Pourquoi ce titre : la passion de la découverte ? Parce que la découverte est une passion tout comme la chine, tout comme la collection. Parce que chiner c'est conjuguer le passé au présent, ressusciter un objet endormi, répondre à la question du poète : objets inanimés vous avez bien une âme. Parce que chiner, c'est agir de manière écologique.

LES CHINEURS : UNE GRANDE FAMILLE

Amateurs ou professionnels, chineurs ou collectionneurs, tous ont un point commun, la passion. Chaque semaine vous irez avec eux chiner dans les foires et les marchés aux puces, dans les brocantes et les salons, les braderies et les vide-greniers, dans toute la France et même au-delà. Et bientôt, sans vous connaître, vous vous reconnaîtrez comme faisant partie de la même famille.

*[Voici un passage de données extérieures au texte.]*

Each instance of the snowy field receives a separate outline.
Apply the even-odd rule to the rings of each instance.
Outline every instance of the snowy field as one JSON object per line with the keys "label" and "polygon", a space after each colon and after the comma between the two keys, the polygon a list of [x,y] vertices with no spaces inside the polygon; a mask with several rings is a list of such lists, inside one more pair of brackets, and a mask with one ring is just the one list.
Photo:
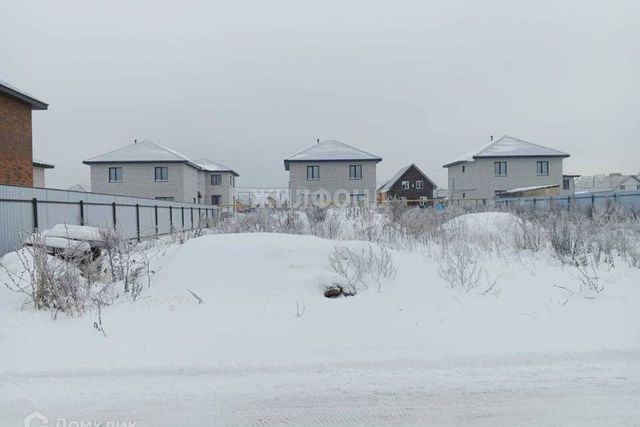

LA CHINE : UNE ÉCOLE DE PATIENCE

Chiner ce n'est pas aller en famille dans un magasin, pour y acheter un secrétaire de 1,12 m de large, afin qu'il trouve exactement sa place entre la cheminée et la fenêtre du salon.
Ce n'est pas aller chercher dans le vide-greniers qui se tiendra le samedi suivant, au coin de la rue, la série complète des boîtes Banania pour égayer une étagère de la cuisine ; même si vous avez lu la veille, dans un magazine de décoration, gue les objets publicitaires sont à la mode.
Dans les deux cas, vous risqueriez de vous exposer à une désagréable déconvenue car chiner, ce n'est pas trouver, à coup sûr, un meuble ou un objet des siècles passés, comme on achète un article vu dans un catalogue ou sur une publicité. Au contraire, la chine est une preuve, et non pas une épreuve, de patience et de pugnacité, comparable à celle d'un chercheur ou d'un explorateur. Et plus l'objet sera ancien, fragile, délicat, plus il sera rare mais plus la trouvaille prendra pour son découvreur une valeur inestimable.